Phosphorus tends to attach to soil particles naturally & from fertilizers (usually as phosphates) and gains access to our surface water and ground water, as runoff. Safe Home offers a few kits that provide drinking water testing for phosphorus in city water and well water supplies.
Parameter Type: Drinking Water Testing for Volatiles
Parameter Name: Phosphorus
What it is and Where it Comes From:
Phosphorus is a chemical element with the symbol P and atomic number 15. It is an essential element for the life of organisms. Elemental phosphorus exists in two major forms, white phosphorus and red phosphorus, but because it is highly reactive, phosphorus is never found as a free element on Earth. It has a concentration in the Earth’s crust of about one gram per kilogram (compare to copper at about 0.06 grams). In minerals, phosphorus generally occurs as phosphate. Most phosphates enter waterways through plants and rocks. They can also enter waterways through manmade sources, which include human sewage discharges, agricultural fertilizer runoff, manufacturing, and detergents. It can also be found in vegetable oils, fish, and poultry. In the environment, phosphorus is found as phosphates. Natural waters contain a phosphorus concentration of approximately 0.02 parts per million (ppm). Zinc or sodium orthophosphates or phosphoric acid are often added to the drinking water at public water systems as a corrosion inhibitor to prevent leaching of lead and copper from pipes and fixtures. The phosphate metal salt forms a protective coating of insoluble mineral scale on the inside of service lines and household plumbing as well as in commercial water applications and significantly reduces leaching of those metals. Drinking water testing gives you several benefits like peace of mind, identifying contaminants in your water, and insight into health concerns. Safe Home offers Laboratory drinking water testing kits for phosphorus, allowing you to collect your water sample and ship it directly to our EPA-Certified Laboratory. This platform of drinking water testing for phosphorus will give you an accurate level based on the lowest level of a parameter our instruments can detect (Method Detection Level). Safe Home drinking water testing for metals can be used for city and well water supplies. Drinking water testing should be done any time you notice a significant change in your water quality.
Phosphates are safe to ingest at reasonable levels. They are important complexed components of all plant and animal-based foods that we consume because they are components of all cells. The Food and Drug Administration (FDA) has concluded that inorganic phosphates as food additives are GRAS (generally recognized as safe). Too much exposure can cause kidney damage and osteoporosis.
Solutions to Contaminant Levels:
What are the next steps after drinking water testing? Coagulation and filtration using iron salts is commonly applied to reduce phosphate levels in drinking water or wastewater. The coagulation process involves adding iron or aluminum salts, such as aluminum sulphate, ferric sulphate, ferric chloride, or polymers, to the water.

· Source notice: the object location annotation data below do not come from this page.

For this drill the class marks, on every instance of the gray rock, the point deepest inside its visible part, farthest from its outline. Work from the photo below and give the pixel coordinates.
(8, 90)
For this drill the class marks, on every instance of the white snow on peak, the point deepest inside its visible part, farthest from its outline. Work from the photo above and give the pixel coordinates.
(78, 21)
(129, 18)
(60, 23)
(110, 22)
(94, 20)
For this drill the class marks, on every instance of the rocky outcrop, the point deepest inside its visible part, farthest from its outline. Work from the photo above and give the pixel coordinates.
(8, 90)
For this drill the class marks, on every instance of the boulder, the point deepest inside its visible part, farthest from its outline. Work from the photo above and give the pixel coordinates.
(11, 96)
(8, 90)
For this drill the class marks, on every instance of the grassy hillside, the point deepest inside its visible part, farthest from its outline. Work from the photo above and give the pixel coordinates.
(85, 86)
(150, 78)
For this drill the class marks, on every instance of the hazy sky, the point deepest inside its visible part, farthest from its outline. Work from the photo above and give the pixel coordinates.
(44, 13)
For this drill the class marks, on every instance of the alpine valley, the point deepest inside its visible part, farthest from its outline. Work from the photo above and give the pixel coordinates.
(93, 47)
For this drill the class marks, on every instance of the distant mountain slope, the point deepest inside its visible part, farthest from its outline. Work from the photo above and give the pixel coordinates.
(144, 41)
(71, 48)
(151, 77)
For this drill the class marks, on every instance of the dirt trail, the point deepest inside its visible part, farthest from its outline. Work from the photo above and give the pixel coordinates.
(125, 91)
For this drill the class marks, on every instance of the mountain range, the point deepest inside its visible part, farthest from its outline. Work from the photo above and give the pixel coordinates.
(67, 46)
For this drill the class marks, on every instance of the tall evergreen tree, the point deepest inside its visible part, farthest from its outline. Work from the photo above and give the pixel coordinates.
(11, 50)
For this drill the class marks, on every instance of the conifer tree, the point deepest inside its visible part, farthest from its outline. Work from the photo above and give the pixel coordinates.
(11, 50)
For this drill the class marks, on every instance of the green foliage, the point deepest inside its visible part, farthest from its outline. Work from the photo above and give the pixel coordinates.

These chemicals are called coagulants and have a positive charge. The positive charge of the coagulant neutralizes the negative charge of dissolved and suspended particles in the water. When this reaction occurs, the particles bind together, or coagulate (this process is sometimes also called flocculation). The larger particles, or floc, are heavy and quickly settle to the bottom of the water supply. This settling process is called sedimentation. The following diagram illustrates the basic reactions and processes that occur during coagulation. The second step in a conventional water treatment system is filtration, which removes particulate matter from water by forcing the water to pass through porous media. The filtration system consists of filters with varying sizes of pores, and is often made up of sand, gravel, and charcoal. Who do I need to contact to find out more information about water quality in my area? Every community water supplier must provide an annual report to its customers, known as a Consumer Confidence Report (CCR). The report provides information on your local drinking water quality, including the water’s source, contaminants found in the water, and how consumers can get involved in protecting drinking water. How often does the local public water system preform drinking water testing? Frequency of drinking water testing depends on the number of people served, the type of water source, and types of contaminants. Certain contaminants are tested more frequently than others, as established by the Safe Drinking Water Act. You can find out about levels of regulated contaminants in your treated water for the previous calendar year in your annual Consumer Confidence Report (CCR).